Added to this is the changing demographics of consumers on music streaming platforms. Urban music has benefited immensely from the rise of Spotify and co. becoming more of a mainstream music genre.

“Before, I don’t think people understood the magnitude of the genre because hip-hop lived in hidden markets on the streets, whether it was in the era of DVDs or in the era of mixtapes,” said Tuma Basa, head of hip-hop at YouTube, told HYPEBEAST magazine.

However, both genres have also seen changing trends with the rise of TikTok, the Chinese social network that has become a music pioneer. While rap and hip-hop are hugely popular in China, they compete in an increasingly hybrid and cross-regional music ecosystem, where the latest releases rival decades-old hits like Boney M’s “Rasputin” and ” Dreams” by Fleetwood Mac.

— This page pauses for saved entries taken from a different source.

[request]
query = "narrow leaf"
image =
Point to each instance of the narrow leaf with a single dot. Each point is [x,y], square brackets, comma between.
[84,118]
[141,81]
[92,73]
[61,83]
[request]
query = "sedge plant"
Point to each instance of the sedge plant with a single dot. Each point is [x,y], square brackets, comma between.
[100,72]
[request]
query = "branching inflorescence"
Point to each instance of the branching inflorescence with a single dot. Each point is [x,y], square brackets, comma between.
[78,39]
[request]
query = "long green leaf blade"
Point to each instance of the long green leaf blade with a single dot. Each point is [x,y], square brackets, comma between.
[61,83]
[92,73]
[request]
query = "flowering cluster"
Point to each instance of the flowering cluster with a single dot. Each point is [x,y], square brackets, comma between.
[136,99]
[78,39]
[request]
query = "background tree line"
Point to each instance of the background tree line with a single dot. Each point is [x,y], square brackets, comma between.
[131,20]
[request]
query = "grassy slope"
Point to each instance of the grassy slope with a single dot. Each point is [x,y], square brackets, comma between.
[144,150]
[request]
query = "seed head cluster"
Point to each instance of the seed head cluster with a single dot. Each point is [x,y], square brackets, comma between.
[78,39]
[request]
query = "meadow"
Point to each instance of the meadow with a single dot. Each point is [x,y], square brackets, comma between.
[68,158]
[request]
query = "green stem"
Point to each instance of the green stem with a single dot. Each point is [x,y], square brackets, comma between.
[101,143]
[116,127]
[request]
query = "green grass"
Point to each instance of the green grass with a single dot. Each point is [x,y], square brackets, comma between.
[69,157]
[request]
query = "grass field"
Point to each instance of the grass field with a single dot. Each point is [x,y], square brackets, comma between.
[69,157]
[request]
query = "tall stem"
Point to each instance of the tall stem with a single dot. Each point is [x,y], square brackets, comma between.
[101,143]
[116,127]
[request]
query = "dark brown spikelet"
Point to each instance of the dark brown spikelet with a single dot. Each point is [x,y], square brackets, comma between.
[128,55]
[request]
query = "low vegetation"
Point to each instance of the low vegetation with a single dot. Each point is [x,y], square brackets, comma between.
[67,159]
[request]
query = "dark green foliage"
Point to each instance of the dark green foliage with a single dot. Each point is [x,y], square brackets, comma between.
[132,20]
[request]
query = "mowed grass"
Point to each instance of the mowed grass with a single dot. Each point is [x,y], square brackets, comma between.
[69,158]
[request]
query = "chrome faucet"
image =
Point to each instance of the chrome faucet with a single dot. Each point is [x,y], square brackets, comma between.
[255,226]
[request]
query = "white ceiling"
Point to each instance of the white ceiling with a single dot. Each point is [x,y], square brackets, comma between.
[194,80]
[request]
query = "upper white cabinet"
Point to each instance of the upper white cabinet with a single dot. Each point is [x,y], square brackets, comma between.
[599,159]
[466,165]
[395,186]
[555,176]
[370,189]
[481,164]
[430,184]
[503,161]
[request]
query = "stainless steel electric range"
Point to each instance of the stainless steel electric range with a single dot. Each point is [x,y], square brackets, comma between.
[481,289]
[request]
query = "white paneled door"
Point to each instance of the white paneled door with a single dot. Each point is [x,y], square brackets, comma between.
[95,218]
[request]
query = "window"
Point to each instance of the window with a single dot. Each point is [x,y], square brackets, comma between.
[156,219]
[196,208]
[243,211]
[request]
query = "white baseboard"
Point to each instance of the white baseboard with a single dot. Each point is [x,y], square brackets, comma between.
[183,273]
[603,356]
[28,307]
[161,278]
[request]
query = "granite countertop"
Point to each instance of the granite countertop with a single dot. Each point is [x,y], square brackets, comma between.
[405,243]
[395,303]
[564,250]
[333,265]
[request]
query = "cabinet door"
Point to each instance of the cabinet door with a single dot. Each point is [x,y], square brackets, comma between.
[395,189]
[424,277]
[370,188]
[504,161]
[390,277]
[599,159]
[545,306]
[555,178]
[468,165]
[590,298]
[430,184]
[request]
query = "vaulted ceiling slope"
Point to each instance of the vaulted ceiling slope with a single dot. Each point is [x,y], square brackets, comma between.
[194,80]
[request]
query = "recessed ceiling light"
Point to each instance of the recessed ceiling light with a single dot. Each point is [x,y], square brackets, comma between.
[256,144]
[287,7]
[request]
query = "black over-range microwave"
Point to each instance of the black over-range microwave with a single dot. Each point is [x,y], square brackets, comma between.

The result is that hip-hop and rap’s share of the US streaming market has been steadily declining since 2019, from 32% to 29% today, according to the Wall Street Journal.

But it is much too early to announce the disappearance of genres. They continue to dominate the US record market, as well as the world market. It’s also worth noting that top artists in genres such as Lil Baby and Metro Boomin are set to release new albums this fall, which should provide a boost.

Travis Scott, SZA, Frank Ocean and Rihanna could follow their example, although nothing has been confirmed yet.